28 februari 2014 -
Financiële crises hebben grote maatschappelijke gevolgen, met name voor de volksgezondheid. De gemiddelde levensverwachting daalt met ongeveer negen maanden en geboortecijfers lopen sterk terug in de zes jaar na het begin van een crisis. Daarnaast daalt het aantal schoolgaande kinderen. Deze effecten zijn het sterkst in minder ontwikkelde landen.
Dat blijkt uit onderzoek door prof.dr. Mathijs van Dijk aan Rotterdam School of Management, Erasmus University (RSM), dat hij presenteert tijdens zijn inaugurele rede ‘The Social Value of Finance’ op vrijdag 7 maart 2014. Van Dijk aanvaardt daarmee de leerstoel Financiële Markten vanwege het Erasmus Trustfonds. Hij zal in zijn rede ingaan op de maatschappelijke waarde van ‘finance’ als wetenschappelijk vakgebied en op de maatschappelijke waarde van ‘finance’ in de zin van een financieel stelsel (banken en financiële markten).
Impact crises op samenleving
Van Dijk heeft onderzoek gedaan naar de impact van financiële crises op de samenleving.

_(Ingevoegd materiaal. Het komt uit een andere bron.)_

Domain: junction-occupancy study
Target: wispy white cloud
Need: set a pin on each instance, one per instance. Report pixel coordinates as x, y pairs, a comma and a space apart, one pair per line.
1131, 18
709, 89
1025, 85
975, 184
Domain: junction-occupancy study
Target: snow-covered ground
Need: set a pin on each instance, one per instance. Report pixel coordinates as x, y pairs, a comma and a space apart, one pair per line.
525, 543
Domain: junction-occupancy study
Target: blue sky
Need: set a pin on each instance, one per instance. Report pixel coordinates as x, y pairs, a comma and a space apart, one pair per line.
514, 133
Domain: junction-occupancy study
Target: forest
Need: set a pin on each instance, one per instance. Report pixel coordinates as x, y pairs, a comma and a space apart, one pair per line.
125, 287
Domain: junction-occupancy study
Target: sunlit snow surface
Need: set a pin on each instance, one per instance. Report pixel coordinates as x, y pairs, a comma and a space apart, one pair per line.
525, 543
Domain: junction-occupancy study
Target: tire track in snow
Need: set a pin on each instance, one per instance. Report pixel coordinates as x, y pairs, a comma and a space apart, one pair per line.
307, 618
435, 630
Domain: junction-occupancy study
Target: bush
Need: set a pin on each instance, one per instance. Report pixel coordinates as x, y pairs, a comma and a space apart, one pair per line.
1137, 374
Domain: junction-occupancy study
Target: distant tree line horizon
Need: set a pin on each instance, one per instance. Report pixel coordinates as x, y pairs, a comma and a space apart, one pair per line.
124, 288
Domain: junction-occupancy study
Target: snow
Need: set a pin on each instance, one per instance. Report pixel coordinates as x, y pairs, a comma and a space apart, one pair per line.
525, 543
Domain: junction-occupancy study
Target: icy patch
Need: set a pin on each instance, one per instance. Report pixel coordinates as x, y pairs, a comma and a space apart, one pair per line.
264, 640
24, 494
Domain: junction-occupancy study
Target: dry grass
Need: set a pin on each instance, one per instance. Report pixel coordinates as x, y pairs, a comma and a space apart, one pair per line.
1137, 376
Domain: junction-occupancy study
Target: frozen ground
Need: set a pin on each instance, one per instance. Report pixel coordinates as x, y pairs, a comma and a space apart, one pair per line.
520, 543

Hij stelt dat deze veel verder gaat dan de welbekende economische gevolgen zoals een lagere economische groei en toegenomen werkloosheid. Zijn onderzoek laat zien dat de volksgezondheid in een land significant achteruit gaat in de zes jaar na een bankencrisis. Van Dijk gebruikte voor zijn onderzoek gegevens van 187 bankencrises in 126 landen in de periode van 1970 tot en met 2009.
De meest opmerkelijke conclusie is dat de gemiddelde levensverwachting met ongeveer negen maanden daalt in de zes jaar na een crisis. Een ander opvallend gezondheidseffect is een aanzienlijke afname van het geboortecijfer met 5,5 procent. Tegelijkertijd neemt het aantal tienerzwangerschappen juist toe: met 4,5 procent ten opzichte van het mondiale gemiddelde van 62 geboorten per 1.000 vrouwen tussen de vijftien en negentien jaar. Het terugdringen van tienerzwangerschappen is een van de Millenniumdoelen die door de Verenigde Naties zijn opgesteld.
Meer stress
Volgens Van Dijk is een van de mogelijke oorzaken van de gezondheidseffecten een toename van stress, wat tot uiting komt in meer cardiovasculaire aandoeningen, zelfmoorden en verslaving aan alcohol en drugs. Tegelijkertijd ziet hij een aanzienlijke toename in het aantal HIV-besmettingen. Tijdens financiële crises hebben mensen ook de neiging minder gezond te eten en vooral minder ontwikkelde landen ervaren een toename in armoede.
Overheidsfinanciën
Een andere vermoedelijke oorzaak is dat de overheidsfinanciën onder druk komen te staan tijdens een financiële crisis. Bezuinigingen treffen vaak de gezondheidszorg, wat de beschikbaarheid en kwaliteit van de gezondheidszorg kan schaden. Daarnaast kunnen de privéuitgaven voor gezondheidszorg dalen, bijvoorbeeld omdat mensen een bezoek aan de dokter uitstellen.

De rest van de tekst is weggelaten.